A nosso entender a recriação das Comissões de anistia e dos mortos e desaparecidos políticos, em sede de governo, cumpre o débito do Estado com a sociedade, uma vez que há anistiandos que não foram atendidos, e há os familiares à espera dos restos mortais dos mortos/desaparecidos e dos esclarecimentos das circunstâncias de seus extermínios pela ditadura militar.
Contudo, temos que olhar à frente, não podemos ficar à mercê de cada novo governo.
A iniciativa da constituição de um órgão criado por lei, pode e deve ter a iniciativa do governo Lula em articulação com o Congresso nacional.
O Manifesto Pela Justiça de Transição, encabeçada pela RBMV e mais 23 entidades, em 7 de dezembro de 2022, concluiu apontando para o rumo que continuaremos a perseguir, tal como as mães e avós da Praça de Maio da Argentina.

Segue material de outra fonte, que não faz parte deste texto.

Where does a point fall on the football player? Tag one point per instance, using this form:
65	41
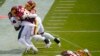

[...] Bolsonaro e o Estado policial não são consequências da Comissão Nacional da Verdade, mas, exatamente do contrário, por não ter havido a criminalização dos agentes da ditadura que cometeram as graves violações dos direitos humanos.
Para o futuro será necessário a constituição de uma Comissão Estatal Permanente de Memória, Reparação e Reforma, que abranja todos os períodos traumáticos do Brasil – escravidão, ditaduras e o genocídio bolsonarista, a fim de ser realizada a justiça de transição necessária à construção de uma democracia sólida.
A composição sugerida da CEPMR é de no mínimo 8 (oito) membros, com mandato de cinco anos, renováveis. Representante do Executivo (Ministério dos Direitos Humanos), do Legislativo (Comissão de DH da Câmara), do MPF (idem), da Defensoria Pública Federal (idem) e da sociedade civil (movimentos dos indígenas, dos negros, dos movimentos de anistiados e dos filhos e netos dos ex-prisioneiros da ditadura.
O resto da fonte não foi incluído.